Klugman is always good, even as the nebbishy wimp he plays here. Sammy fills his scenes with class and enthusiasm, and sharp duds. This is the early seventies after all and everyone is dressed to the nines, especially in Hell, which is run like a corporate office (all in Satanic reds) that would make Don Draper proud. Christopher Lee rounds out the cast as the mod young Lucifer. The real standout of this flick however is Adam West as Klugman's slimy boss. This anti-Batman role was probably the template for Gary Cole's Bill Lumbergh from Office Space. Yeah, he's that big of a jerk.

Klugman's plan for revenge is to empty the department store the night before the biggest shopping day of the year - December 23rd. Yeah, this is also one of those Christmas movies that happens at Christmas but it's not really a Christmas movie. Yeah, I know, a Christmas movie with devils. I can definitely understand why NBC didn't pick it up as a series.

While it's hopelessly dated, but in a good way, and unfortunately slow in some places... I found that it still holds up. It was simple, but I enjoyed the flick. Catch it on YouTube if you get a chance.

Thursday, May 31, 2012

Alyas Batman en Robin


Alyas Batman en Robin ~ This film, made in the Philippines in the early 1990s, is hard to describe. On one hand it is the stuff of legend, like Andy Warhol's Batman, or the also Filipino Alyas Batman at Robin from 1963, something few people in the United States have even ever seen. On the other it's just bizarre. Though made in the Philippines it has many of the hallmarks of a Bollywood film - comedy, drama, romance, and people spontaneously breaking into song and dance.

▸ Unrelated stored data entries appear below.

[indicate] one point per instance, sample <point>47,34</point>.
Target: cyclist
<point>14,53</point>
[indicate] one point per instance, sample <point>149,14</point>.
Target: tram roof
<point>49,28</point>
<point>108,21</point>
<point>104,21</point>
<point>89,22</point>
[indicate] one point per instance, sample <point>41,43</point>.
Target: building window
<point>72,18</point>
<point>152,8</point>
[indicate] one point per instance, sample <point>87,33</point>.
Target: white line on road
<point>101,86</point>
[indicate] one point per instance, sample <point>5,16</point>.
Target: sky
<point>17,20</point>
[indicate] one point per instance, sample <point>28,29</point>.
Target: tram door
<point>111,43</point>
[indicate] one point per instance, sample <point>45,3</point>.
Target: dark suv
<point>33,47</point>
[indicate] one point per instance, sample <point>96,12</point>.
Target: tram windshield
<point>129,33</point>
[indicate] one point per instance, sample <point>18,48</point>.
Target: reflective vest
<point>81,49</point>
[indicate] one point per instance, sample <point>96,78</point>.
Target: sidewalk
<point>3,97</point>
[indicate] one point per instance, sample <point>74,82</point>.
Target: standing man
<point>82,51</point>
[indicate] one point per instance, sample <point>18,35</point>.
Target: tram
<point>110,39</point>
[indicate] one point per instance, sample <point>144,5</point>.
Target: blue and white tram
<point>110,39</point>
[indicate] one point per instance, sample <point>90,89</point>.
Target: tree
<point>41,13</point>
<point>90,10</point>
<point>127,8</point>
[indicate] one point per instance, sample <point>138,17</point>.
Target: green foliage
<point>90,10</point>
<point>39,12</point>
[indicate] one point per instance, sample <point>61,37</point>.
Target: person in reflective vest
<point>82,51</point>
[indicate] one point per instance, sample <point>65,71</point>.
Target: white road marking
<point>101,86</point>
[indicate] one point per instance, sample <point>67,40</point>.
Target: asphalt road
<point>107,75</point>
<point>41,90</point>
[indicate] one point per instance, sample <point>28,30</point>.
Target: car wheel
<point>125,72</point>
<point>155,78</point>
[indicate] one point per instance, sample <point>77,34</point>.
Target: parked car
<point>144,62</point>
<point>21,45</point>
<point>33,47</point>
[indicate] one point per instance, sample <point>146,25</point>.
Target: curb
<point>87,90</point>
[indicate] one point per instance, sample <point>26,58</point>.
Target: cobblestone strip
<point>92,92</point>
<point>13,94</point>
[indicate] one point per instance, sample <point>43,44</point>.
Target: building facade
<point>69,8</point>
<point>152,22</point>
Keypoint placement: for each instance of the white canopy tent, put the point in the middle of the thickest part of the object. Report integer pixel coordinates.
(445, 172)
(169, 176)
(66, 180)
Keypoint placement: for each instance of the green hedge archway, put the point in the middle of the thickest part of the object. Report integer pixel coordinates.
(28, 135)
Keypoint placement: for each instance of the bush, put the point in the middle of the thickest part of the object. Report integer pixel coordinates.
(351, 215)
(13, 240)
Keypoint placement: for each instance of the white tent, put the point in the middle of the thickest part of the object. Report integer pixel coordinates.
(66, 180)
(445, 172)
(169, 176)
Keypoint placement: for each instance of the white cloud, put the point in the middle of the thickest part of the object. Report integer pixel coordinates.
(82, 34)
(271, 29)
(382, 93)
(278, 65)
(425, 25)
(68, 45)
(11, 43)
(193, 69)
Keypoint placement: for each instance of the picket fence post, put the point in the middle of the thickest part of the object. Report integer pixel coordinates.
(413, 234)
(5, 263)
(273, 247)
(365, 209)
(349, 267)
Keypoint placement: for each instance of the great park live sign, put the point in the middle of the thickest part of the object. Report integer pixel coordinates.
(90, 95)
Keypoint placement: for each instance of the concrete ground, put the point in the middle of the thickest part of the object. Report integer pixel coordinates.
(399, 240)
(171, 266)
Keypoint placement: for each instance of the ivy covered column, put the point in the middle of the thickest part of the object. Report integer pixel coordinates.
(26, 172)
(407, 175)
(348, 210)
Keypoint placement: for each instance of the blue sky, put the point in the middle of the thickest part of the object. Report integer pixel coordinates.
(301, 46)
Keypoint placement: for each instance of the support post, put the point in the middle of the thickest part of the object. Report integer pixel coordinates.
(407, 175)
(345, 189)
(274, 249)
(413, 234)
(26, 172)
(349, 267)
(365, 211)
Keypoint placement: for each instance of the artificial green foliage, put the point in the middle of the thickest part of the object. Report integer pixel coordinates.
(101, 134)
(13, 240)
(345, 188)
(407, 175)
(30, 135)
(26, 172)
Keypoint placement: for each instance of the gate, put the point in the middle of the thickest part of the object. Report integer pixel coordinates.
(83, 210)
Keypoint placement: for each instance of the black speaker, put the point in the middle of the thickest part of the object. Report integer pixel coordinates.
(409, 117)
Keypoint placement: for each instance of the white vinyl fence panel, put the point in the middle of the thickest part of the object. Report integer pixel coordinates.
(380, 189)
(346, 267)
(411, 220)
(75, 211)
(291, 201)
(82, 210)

The plot has criminals taking on the identities of their idols - the Penguin, and the Joker, among others - to rob banks. To counteract this, two men, I am unsure if they are brothers or father and son, dress up like Batman and Robin, and have their car souped up to look like the Batmobile. Hilarity, romance, as well as song and dance numbers ensue, as one would expect.

For an unauthorized film using DC Comics characters, some of it looks good, not great, but some is better than that prime time NBC "Challenge of the Superheroes." The costumes are plays on the 1966 TV series rather than the Tim Burton films of the time. Comedian Rene Requiestas as the Joker reminds me of Prince's alter-ego Gemini, and not in a good way.

All in all this is probably worth a look for the curious. If you watch it in the wrong mood, you'll be horrified, but if you watch it with the right attitude, you'll be satisfactorily entertained.